Authorities issue rare orange alert as air pollution in Beijing hits hazardous levels

Vehicles drive along a road with a traffic sign reading "Visibility low, slow down the speed" on Monday, the latest in a series of heavily polluted days in Beijing.

Vehicles drive along a road with a traffic sign reading “Visibility low, slow down the speed” on Monday, the latest in a series of heavily polluted days in Beijing.

(Andy Wong / Associated Press)

Beijing suffered its worst air pollution of the year on Monday, with monitoring sites throughout the city reporting extremely hazardous levels of pollutants.

City authorities issued a rare orange alert, the second-highest of four danger levels. Schools suspended outdoor activities and polluting factories were required to reduce production.

Visibility was cut to several hundred yards, as buildings receded into thick smog. People complained of a smoky, pungent odor, and many wore tight-fitting face masks.


“I felt like my lungs were blocked,” said Xu Pengfei, a security guard at an office building in downtown Beijing. “We have to stand in the open for many hours a day and the pollution really affects us.”

The city said the levels of hazardous tiny PM2.5 particles in the air exceeded 600 micrograms per cubic meter at several monitoring sites late Monday afternoon. The U.S. Embassy in Beijing reported 666 micrograms per cubic meter at 8 p.m.

Outside Beijing, the readings were as high as 976 micrograms in the suburban region of Liulihe. Several cities in the northern province of Hebei also reported extremely polluted air.

The World Health Organization considers the safe level of PM2.5 particles to be 25 micrograms per cubic meter on a 24-hour average basis.

Liu Juntang, a businessman whose company develops environmental technology, said face masks could not give protection from the tiny pollutants on days of extremely heavy pollution.
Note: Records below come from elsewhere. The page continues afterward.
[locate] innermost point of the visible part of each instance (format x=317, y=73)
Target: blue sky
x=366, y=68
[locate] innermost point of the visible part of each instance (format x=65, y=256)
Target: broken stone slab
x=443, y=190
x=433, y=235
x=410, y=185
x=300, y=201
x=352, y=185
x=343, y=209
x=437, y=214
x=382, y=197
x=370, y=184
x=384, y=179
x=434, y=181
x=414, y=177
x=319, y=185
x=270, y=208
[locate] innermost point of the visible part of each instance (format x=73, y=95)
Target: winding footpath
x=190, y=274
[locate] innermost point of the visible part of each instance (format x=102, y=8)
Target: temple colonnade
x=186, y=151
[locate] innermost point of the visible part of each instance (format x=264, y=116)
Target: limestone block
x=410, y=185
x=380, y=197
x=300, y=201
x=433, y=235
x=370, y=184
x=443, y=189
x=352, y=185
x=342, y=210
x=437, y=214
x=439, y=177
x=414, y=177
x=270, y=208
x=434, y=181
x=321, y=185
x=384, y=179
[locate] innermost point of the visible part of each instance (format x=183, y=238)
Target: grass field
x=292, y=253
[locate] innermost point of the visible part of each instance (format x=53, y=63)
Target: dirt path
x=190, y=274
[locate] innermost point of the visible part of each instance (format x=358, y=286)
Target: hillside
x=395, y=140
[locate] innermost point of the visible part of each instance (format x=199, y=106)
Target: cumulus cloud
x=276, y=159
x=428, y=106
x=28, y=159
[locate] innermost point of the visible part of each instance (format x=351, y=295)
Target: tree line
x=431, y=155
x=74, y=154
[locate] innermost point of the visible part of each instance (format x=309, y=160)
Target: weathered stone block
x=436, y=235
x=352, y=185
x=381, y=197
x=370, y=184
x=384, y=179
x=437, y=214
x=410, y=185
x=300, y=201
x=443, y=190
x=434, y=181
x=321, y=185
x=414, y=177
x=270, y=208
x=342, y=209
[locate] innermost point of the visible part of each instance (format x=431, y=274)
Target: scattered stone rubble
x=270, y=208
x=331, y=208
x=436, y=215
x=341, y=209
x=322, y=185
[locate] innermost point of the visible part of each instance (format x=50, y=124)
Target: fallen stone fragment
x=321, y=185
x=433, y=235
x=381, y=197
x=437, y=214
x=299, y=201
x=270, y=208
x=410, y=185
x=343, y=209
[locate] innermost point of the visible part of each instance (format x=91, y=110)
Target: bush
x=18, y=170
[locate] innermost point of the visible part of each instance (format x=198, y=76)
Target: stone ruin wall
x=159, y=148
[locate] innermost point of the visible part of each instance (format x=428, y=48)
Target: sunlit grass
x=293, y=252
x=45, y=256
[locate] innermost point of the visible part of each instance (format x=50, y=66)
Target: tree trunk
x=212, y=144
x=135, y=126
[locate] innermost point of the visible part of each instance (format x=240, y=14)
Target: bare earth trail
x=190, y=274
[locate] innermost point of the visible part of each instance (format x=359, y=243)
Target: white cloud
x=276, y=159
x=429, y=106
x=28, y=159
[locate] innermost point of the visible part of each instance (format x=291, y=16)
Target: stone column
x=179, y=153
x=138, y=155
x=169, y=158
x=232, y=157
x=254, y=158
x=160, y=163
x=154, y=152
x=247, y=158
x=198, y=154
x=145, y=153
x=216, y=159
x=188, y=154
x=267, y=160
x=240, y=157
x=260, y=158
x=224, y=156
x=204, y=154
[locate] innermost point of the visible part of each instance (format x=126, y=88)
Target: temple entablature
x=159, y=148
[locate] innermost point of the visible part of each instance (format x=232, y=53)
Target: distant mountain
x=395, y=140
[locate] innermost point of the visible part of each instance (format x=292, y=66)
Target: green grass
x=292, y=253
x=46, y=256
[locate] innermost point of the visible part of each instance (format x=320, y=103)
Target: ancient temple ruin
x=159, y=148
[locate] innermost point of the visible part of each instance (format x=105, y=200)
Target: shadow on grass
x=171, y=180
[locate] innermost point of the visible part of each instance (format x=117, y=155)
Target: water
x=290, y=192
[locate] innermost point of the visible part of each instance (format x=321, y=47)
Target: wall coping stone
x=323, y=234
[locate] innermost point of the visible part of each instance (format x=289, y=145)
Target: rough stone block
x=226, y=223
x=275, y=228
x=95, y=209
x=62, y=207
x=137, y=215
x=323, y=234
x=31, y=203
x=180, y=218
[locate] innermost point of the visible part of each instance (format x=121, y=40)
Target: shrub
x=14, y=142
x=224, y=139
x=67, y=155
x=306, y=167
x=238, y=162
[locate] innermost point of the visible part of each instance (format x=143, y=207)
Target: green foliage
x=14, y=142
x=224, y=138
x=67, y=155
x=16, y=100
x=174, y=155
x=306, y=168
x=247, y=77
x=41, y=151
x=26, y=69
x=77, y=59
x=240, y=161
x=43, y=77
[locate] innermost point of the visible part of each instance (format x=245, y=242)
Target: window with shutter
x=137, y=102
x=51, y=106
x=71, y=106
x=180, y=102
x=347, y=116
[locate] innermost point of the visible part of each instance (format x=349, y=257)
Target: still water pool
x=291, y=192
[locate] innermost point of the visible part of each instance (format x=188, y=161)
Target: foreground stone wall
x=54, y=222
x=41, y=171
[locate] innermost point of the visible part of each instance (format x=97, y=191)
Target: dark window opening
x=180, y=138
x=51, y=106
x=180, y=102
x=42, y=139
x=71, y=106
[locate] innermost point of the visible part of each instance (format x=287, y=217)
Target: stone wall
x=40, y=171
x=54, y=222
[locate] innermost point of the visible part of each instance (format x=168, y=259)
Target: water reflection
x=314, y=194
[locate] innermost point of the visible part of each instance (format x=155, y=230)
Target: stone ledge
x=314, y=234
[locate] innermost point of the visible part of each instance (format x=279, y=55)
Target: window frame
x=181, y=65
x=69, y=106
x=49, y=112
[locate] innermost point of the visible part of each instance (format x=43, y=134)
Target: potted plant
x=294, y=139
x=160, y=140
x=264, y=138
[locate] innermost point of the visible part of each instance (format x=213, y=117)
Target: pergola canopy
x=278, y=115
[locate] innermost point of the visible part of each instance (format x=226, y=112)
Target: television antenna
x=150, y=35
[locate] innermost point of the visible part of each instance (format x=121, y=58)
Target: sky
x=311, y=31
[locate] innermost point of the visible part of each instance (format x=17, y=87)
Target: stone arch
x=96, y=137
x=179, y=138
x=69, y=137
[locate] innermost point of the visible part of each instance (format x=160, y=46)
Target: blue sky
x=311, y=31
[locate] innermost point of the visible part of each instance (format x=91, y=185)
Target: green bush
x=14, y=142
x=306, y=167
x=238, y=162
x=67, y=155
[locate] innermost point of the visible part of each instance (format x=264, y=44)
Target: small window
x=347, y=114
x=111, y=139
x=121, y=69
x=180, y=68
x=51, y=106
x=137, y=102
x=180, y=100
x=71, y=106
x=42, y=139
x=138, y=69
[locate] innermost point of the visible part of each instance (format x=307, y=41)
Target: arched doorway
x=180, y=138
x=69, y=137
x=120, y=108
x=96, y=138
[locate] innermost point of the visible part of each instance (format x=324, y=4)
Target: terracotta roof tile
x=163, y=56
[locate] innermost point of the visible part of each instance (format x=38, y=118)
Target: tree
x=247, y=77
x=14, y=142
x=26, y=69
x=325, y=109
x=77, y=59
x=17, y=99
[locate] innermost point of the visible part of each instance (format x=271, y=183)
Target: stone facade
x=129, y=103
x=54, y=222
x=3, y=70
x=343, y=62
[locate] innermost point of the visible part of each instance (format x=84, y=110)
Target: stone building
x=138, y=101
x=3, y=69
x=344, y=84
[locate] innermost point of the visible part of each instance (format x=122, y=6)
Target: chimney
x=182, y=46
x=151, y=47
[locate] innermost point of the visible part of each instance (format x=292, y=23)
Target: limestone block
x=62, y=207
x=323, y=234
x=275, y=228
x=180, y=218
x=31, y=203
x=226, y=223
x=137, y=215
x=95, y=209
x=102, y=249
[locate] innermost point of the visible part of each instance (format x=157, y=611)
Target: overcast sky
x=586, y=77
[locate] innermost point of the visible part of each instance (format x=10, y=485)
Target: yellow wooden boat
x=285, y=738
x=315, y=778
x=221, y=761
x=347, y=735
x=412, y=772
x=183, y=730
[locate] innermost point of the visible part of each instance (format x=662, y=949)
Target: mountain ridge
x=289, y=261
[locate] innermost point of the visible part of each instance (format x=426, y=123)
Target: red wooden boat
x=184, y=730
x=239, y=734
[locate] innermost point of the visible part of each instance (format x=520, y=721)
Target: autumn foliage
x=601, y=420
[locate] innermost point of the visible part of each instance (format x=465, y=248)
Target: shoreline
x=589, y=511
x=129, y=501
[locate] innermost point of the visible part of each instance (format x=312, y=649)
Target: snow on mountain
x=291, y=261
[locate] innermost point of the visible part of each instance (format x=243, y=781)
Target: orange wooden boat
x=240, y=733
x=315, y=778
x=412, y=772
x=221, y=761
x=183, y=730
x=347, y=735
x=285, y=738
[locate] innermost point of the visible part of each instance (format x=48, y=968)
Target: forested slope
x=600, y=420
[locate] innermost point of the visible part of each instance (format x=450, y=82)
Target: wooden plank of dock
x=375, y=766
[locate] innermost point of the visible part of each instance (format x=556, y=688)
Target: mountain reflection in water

“The air pollution is all-encompassing, and it requires both the government and individuals to shoulder the responsibility to clean up the air,” Liu said.


Beijing has vowed to clean up its notoriously foul air and had been doing fairly well this year, with generally cleaner air than in 2014.

But the city was hit by unusually cold days and early snow in November, and winter heating was turned on. For the entire month, the capital saw hardly any blue skies and was shrouded in persistent smog.

The air quality worsened on Friday and continued to deteriorate throughout the weekend, prompting the city government to issue an orange alert on Sunday. Authorities said they didn’t issue the highest red alert because they were expecting the air quality to improve by Wednesday.

The last time Beijing issued an orange alert was in February 2014.

Critics say the authorities have stayed away from a red alert because measures that must be activated by the highest warning are too disruptive, such as pulling half of the vehicles off of the roads and suspending schools.